Friday, July 19, 2019

The Box Shows The Best And Worst Traits of Richard Kelly's Filmmaking


It's been a whole decade since Richard Kelly directed anything. Can you believe it? The director of Donnie Darko has been attached to a number of projects over the years, but he hasn't helmed anything new in a decade. Truth be told, I'd say it's only a matter of time before we see more from Kelly in the future considering his creative spirit and that he doesn't have any scandals tarnishing his reputation. Perhaps that's just the hopeful optimist in me talking though since I tend to find Kelly's trio of movies utterly fascinating. Yes, that even includes his weakest directorial effort, The Box, which offers plenty to dissect even if it doesn't either come together as a cohesive whole or deliver a Southland Tales-esque all-timer head trip of a mess. 

Set in 1976, Norma Lewis (Cameron Diaz) and Arthur Lewis (James Marsden) are a happily married couple living out their days in Langley, Virginia with their son Walter (Sam Oz Stone). They're currently in the middle of a dire financial situation that's left them needing a miracle to stay on solid ground. Enter the mysterious Arlington Steward (Frank Langella), who presents them with a small box containing a button. The choice is simple: if you press this button, someone they don't know will die and the Lewis family will receive $1 million. Norma chooses to push the button and the family promptly gets their cash money. But now both Arthur and Norma are investigating who Steward is and why he offered them this deal. Some answers are better left buried, as they'll soon find out.

The starting concept of The Box centered around choosing whether or not to kill someone for $1 million comes from a short story titled Button, Button by Richard Matheson and it seems like an idea that would fit right at home in The Twilight Zone. Fitting then that it got adapted into an episode of that iconic TV show! Anywho, Richard Kelly's script decides to use that concept as a launchpad for a far more bizarre storyline that soon involves water teleportation tubes, the concept of the after-life, aliens, NSA conspiracies and all kinds of other nuttiness. Did you really think the writer/director who abruptly plopped alternate dimensions into the third act of Southland Tales would really leave the plot of The Box at simply the titular device?

Richard Kelly is a mighty imaginative writer and though it frequently feels like the movie is going off on unrelated side tangents, there is some fun to be had in seeing where exactly Kelly takes his madcap premise next. Anyone who labels The Box predictable is a liar of the highest order, there's no way you could guess from the opening scene that the movie would eventually morph into a cross between a Pure Flix version of Da Vinci Code and The Lady in the Water.
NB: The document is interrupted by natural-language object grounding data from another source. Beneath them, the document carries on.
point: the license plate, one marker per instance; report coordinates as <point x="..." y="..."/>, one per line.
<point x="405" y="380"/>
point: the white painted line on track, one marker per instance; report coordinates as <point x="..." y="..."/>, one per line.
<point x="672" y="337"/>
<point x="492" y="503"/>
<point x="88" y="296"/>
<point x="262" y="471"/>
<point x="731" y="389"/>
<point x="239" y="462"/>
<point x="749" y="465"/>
It's all so strange that you have to genuinely admire the creative ambition of writer/director Richard Kelly. He's not sleepwalking through his first studio movie assignment (his prior feature were independent works), he somehow got Warner Bros. and Media Rights Capital to spend $30 million on pure unfiltered Richard Kelly cinema and that's utterly delightful.

Lead actors Cameron Diaz and James Marsden sometimes seem in a daze trying to parse out the material they're working with, but they give the gonzo storyline their all, though the best of the committed actors has to be Frank Langella. I adore how the legendary actor is believable in his polite line deliveries to the Lewis family that seem to be channeling how Customer Service representatives are told to act towards belligerent customers. But Langella is still able to convey a presence bursting with a gravitas that makes it equally believable that his mysterious character could be a force to be reckoned with. Langella's weighty performance handily ties with Kelly's imaginative go-for-broke storytelling as the best part of The Box.

On the opposite end of the spectrum, The Box's script does suffer from a major foible that apparently plagued that directors cut of Donnie Darko, namely Kelly's tendency to overexplain things. There's some pretty chilling imagery in here, like an unknown man blankly staring at Diaz's character somehow under the orders of Langella's antagonist. How did they get there? Why are they doing that? The mind reels at the possibilities...and then The Box proceeds to deliver a number of third act sequences dedicated to pulling back the curtain and revealing who Arlington Steward is, including a clumsily executed scene where Steward just rambles on about his backstory and motivations to his assistant. Even Langella's performance can't make all this mumbo-jumbo dialogue interesting. 

Leaving things to the imagination can be such a great tool for generating suspense and some of the most unsettling moments of The Box plop the audience directly into the perspective of the Lewis family in not knowing what the hell is going on around them. Choosing to offer belabored explanations for so much of what's going on, that does nothing but suck all the mystique out of the families experiences. That storytelling choice, alongside some more visually unimaginative directorial work from Kelly and a number of clumsy pieces of dialogue, keep The Box at the bottom of Kelly's filmography, though it's still a frequently interesting thriller whose creative ambition is mighty admirable. Richard Kelly’s works rarely hit the fully-cohesive satirical (Southland Tales) or chilling (The Box) targets they aim to hit, but they do manage to be something interesting nonetheless, even if The Box ends up being more of just a curiosity rather than something more special like Southland Tales

That having been said, Hollywood, please give Richard Kelly to make more madcap bonkers stuff, even if it ends up being more average like The Box. If you can scrounge up cash for Michael Bay, Zack Snyder and Raja Gosnell to make new feature films, surely we can find resources to allow more of Richard Kelly’s kooky but endearing sci-fi tales to come to life.